The following is a partial transcription of Christina Figueres’ speech made at the World Future Energy Summit, Abu Dhabi, January 18th 2016. What is particularly interesting is her rejection of the role of the market and the need to ensure that the market moves in the right direction “for the benefit of all of us.” In other words the dogma of market capitalism cannot be allowed to undermine the process of dealing with climate change.
“The kind of energy we invest in [over] the next 10 to 15 years will determine whether we do our job or not. Economic growth, same story, the kind of economic growth that we have, the kind of carbon intensity of that economic growth, will determine whether we get to climate change on time. Industrial innovation and infrastructure, same thing, unless we have the dramatic innovation and resilient infrastructure, we will not meet our climate goals. Cities and communities, and I am going through the sustainable development goals, unless we have smart cities and resilient communities we will not get to our climate goals, unless we dramatically change our consumption and production we will not get to our climate goals, so these five determine together whether we get to our climate goals, now we have three sustainable development goals actually are determined by what we do about climate change and those are very clearly poverty, health, and hunger. Unless we are able to face climate change in a timely fashion we will soon have levels of poverty around this world go to such a scale that we will never be able to end poverty; I think that we can agree that this is morally inadmissible for every human being alive today. We cannot accept that this is where we are going to, so unless we address climate change we will never be able to eradicate poverty, unless we address climate change we will never have food security and conquer hunger, and unless we address climate change we will of course not be able to deal with some, not all, but some of these important matters.

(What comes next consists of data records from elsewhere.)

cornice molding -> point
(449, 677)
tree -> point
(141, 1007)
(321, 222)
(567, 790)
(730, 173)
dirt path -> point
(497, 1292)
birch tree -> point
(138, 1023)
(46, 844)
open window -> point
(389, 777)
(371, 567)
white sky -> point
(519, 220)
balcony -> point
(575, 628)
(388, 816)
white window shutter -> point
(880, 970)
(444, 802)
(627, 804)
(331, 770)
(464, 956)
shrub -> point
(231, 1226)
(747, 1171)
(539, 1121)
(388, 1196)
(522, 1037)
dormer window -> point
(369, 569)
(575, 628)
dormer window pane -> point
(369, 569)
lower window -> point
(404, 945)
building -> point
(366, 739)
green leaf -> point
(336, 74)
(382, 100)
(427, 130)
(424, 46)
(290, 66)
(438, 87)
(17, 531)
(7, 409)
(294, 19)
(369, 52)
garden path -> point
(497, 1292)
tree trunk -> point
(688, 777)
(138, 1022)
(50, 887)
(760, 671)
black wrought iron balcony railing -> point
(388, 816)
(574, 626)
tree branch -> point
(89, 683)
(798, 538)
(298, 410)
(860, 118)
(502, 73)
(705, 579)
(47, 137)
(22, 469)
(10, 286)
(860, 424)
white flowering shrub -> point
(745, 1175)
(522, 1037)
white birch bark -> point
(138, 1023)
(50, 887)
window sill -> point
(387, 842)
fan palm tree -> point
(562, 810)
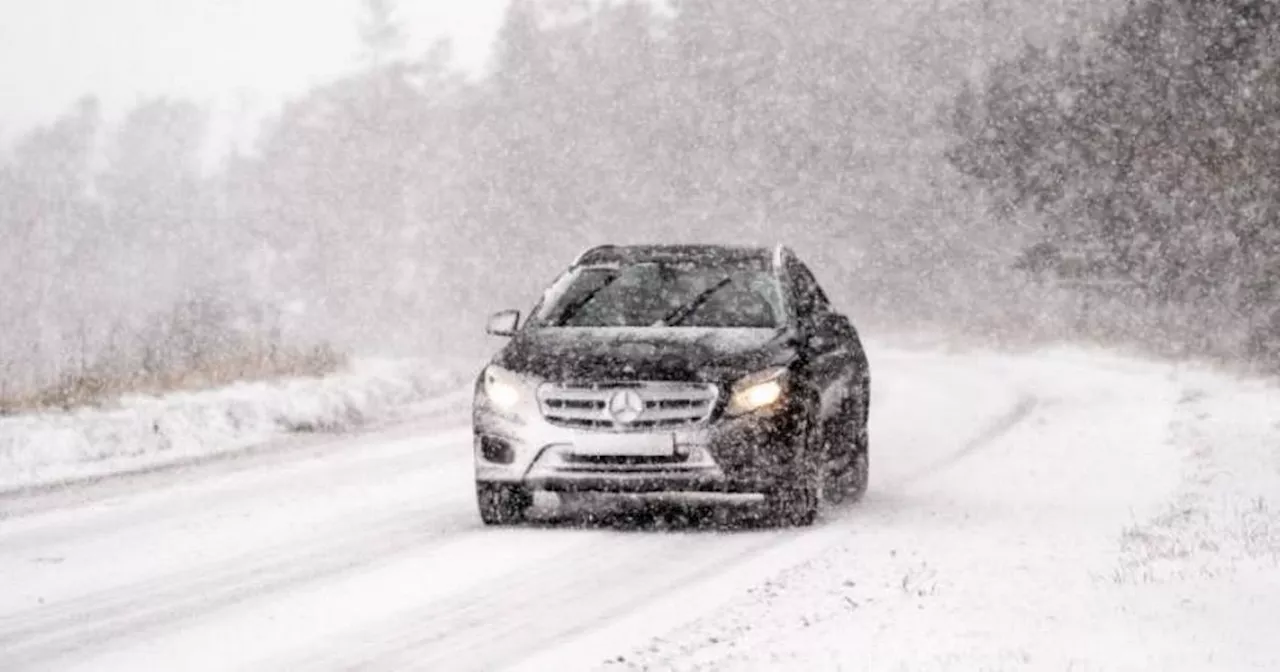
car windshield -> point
(663, 295)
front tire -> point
(798, 501)
(502, 503)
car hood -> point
(650, 353)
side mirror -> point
(503, 323)
(828, 332)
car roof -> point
(707, 254)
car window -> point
(644, 295)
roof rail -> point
(588, 252)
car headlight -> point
(757, 391)
(503, 388)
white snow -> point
(149, 432)
(1055, 510)
(1128, 521)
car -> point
(675, 369)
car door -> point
(831, 360)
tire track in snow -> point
(37, 636)
(999, 428)
(552, 602)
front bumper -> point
(745, 455)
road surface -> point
(366, 552)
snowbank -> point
(150, 432)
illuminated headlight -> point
(503, 388)
(757, 391)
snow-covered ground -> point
(150, 432)
(1065, 510)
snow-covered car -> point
(654, 369)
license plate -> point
(627, 444)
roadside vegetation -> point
(1143, 159)
(1112, 181)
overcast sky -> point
(240, 56)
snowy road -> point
(1001, 489)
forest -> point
(941, 165)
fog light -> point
(497, 451)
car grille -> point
(626, 406)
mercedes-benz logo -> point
(626, 406)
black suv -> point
(649, 369)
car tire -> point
(845, 452)
(502, 503)
(796, 502)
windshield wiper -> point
(679, 315)
(577, 305)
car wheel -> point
(798, 501)
(859, 476)
(502, 503)
(845, 443)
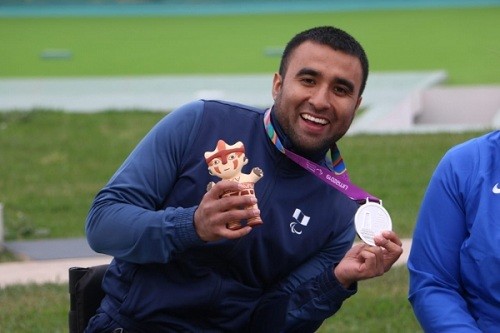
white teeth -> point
(314, 119)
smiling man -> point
(177, 266)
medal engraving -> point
(370, 220)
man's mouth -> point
(310, 118)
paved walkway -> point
(48, 261)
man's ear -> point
(358, 103)
(277, 84)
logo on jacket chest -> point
(299, 223)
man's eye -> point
(340, 91)
(308, 81)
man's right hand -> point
(215, 211)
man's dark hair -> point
(335, 38)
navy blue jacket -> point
(165, 278)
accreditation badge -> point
(370, 220)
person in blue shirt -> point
(454, 261)
(177, 266)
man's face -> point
(316, 101)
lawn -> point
(462, 41)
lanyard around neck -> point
(335, 175)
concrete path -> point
(54, 267)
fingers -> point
(392, 248)
(217, 209)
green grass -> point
(53, 163)
(379, 306)
(463, 41)
(33, 308)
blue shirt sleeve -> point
(434, 263)
(126, 219)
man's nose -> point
(320, 98)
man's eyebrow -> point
(307, 71)
(312, 72)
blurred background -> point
(81, 82)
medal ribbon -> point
(336, 175)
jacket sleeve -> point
(435, 288)
(308, 295)
(126, 219)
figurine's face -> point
(227, 167)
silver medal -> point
(370, 220)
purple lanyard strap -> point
(338, 178)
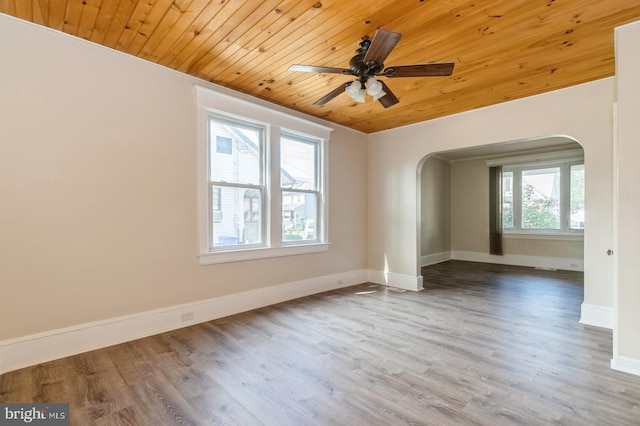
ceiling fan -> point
(368, 63)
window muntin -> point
(237, 183)
(545, 198)
(300, 187)
(576, 198)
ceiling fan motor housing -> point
(357, 65)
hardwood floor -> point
(483, 344)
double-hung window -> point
(236, 179)
(262, 181)
(300, 185)
(543, 198)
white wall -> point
(470, 221)
(582, 112)
(98, 218)
(435, 207)
(626, 337)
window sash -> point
(564, 206)
(306, 234)
(228, 229)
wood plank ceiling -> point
(502, 49)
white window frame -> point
(276, 121)
(317, 191)
(262, 185)
(564, 160)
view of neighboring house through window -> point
(261, 174)
(543, 198)
(236, 182)
(300, 184)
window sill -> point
(558, 236)
(213, 258)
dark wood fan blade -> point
(421, 70)
(325, 70)
(382, 44)
(389, 99)
(335, 92)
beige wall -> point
(470, 206)
(581, 112)
(626, 340)
(98, 213)
(470, 218)
(435, 229)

So the state of development goals and climate are one and the same package, either they are determining the way we do climate, or they are determined by climate; the interesting thing is, however, that addressing climate is the one and only goal we have that has a ticking clock embedded. All of the other goals, including poverty, closest to all of our hearts, could be done gradually and according to our possibilities, but not climate change, which has a ticking clock, because it is the greatest threat to the well-being of our generation and future generations.

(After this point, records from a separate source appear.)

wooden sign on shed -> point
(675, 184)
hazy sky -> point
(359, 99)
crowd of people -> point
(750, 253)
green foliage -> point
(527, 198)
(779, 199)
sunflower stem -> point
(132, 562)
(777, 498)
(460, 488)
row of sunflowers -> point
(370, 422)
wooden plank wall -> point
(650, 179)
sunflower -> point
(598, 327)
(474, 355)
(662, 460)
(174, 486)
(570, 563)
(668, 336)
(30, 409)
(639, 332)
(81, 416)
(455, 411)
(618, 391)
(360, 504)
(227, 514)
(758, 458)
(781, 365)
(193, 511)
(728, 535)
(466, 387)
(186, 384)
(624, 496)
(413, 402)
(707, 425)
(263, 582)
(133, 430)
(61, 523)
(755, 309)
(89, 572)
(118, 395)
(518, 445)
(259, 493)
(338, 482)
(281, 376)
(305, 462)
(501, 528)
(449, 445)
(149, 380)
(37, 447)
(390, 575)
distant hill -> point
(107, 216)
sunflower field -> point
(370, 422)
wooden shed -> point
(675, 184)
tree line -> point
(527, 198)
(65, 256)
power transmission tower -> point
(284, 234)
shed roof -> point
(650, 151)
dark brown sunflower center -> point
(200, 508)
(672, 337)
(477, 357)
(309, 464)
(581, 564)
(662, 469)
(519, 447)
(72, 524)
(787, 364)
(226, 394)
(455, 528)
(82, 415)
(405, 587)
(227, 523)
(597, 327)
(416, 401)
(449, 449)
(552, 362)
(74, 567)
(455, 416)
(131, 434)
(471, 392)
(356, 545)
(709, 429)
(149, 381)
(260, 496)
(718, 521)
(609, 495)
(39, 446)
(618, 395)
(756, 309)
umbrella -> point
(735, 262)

We don’t have an option, we have to address climate and in fact we have to address it at a faster rate than our own wonderful and well beloved Paris agreement says, because we have to reach peaking very very quickly, in order to protect the most vulnerable and in order to protect developing countries, so that is the ticking clock that we have here, and we are only able to do that if we are able to take the first steps very quickly, if we are able to take national climate plans and ensure that those are very very quickly accelerated and implemented, because we can take the international policy framework that has been given by the Paris Agreement developed into international policy with investment incentives and predictability of policy, so the capital can flow. The trillions of dollars my friends, that are very happily sitting under many pillows around the world, waiting to go into the new economy, but we have to be able to open up the window and to provide incentives for that flow. This is doable, it is absolutely doable, if the Paris agreement is doable, this is doable. We have to all come together and to do this in a way that is intentional, is purposeful and does not allow us to begin to think that it is market forces that are going to determine whether we are able to do this, it is not the market forces, we need to create those market forces, we need to create with all the conditions, so that the market moves in the way that we know it needs to move, because we have only one direction in which it can work for the benefit of all of us, and it is going to work to create a highly resilient global economy.”